完全に男性と思い込んでいたので、何が起こっているのか分からず混乱した。集合場所にいるロングヘアーといえば、さっき目についた美人さんぐらい。
「もしかして、Aさんって女性ですか?」
「あれ? 言ってませんでしたっけ? そうですよ!」
こんなことがあるのだろうか。思い切ってその美人さんに話しかけてみた。
「あの…失礼ですが、Aさんでしょうか?」
「あっ、はい。そうです。Aです」
「すみません。すっかり男性だと思いこんでいて」
「いえいえ、ゲームではナンパとか嫌なので男性アイコンにしてるんです」
「そうなんですね~。しかし、こうやって会うって怖くなかったんですか?」
「基本ないんですけど、お酒のお話すごい興味が湧いたので。まぁ、来た人があまりに怪しかったら 逃げてましたね(笑)」
目的のお店に着き、馴染みにバーテンダーに席を用意してもらう。カウンターの一番奥に二人で座った。
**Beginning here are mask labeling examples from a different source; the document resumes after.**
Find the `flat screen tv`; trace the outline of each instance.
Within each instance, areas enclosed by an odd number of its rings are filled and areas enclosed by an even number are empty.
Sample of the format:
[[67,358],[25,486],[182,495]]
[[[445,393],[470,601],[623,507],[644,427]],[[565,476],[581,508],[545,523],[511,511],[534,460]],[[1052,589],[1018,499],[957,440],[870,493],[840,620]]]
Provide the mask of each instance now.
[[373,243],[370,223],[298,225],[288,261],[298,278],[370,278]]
「うわぁ。こういうお店ほんと初めてで。どうしたらいいですか?」
「大丈夫ですよ。甘いのとかすっぱいのとか好みを言えば、なにか作ってくれますから」
バーテンダーが話しかけてくれたので、まずは甘めのロングカクテルをオーダーをした。軽やかなシェーカーの音がした後に、オレンジ色のキレイなカクテルが運ばれてきた。
「うわぁ。キレイ~」
「氷が溶けちゃうまえに飲んじゃうのがいいですよ」
Aさんはゴクゴクとカクテルを飲んだ。
「とっても美味しい。もっと色々飲みたいです!」
その後、様々なカクテルを飲みながら、ゲームや普段のことを話した。Aさんは自営業でデザイナーをしているとのこと。部屋での一人作業が多いので、ゲームで暇つぶしをしていたようだ。
しばし飲んだあと、Aさんがこう言った。
「私、カラオケも好きなんですけど、一人だとあまりいけないのでご一緒してもらえます?」
個室で二人きりになれるお誘いを断る理由もないので、いいですよと答えた。近くにあったカラオケ店に入店し、Aさんはすぐに曲を入力して歌い始めた。よほど来たかったのだろう。とても歌がうまく、すっかり聞き入ってしまった。
3曲一気に歌い上げるとAさんが隣に座ってきた。
「ごめんなさいね。ほんとこういう機会がなくて私ばっかり楽しんじゃって」
不意に頬に唇の感触が。驚いてAさんの顔を見る。
「お酒も入って、こうやって楽しい気分になると…そんな気分にならない?」
Aさんは持っていたマイクを机におくと、こちらのビンビンになっているマイクのようなアレを手のひらでスリスリとこすり始めた。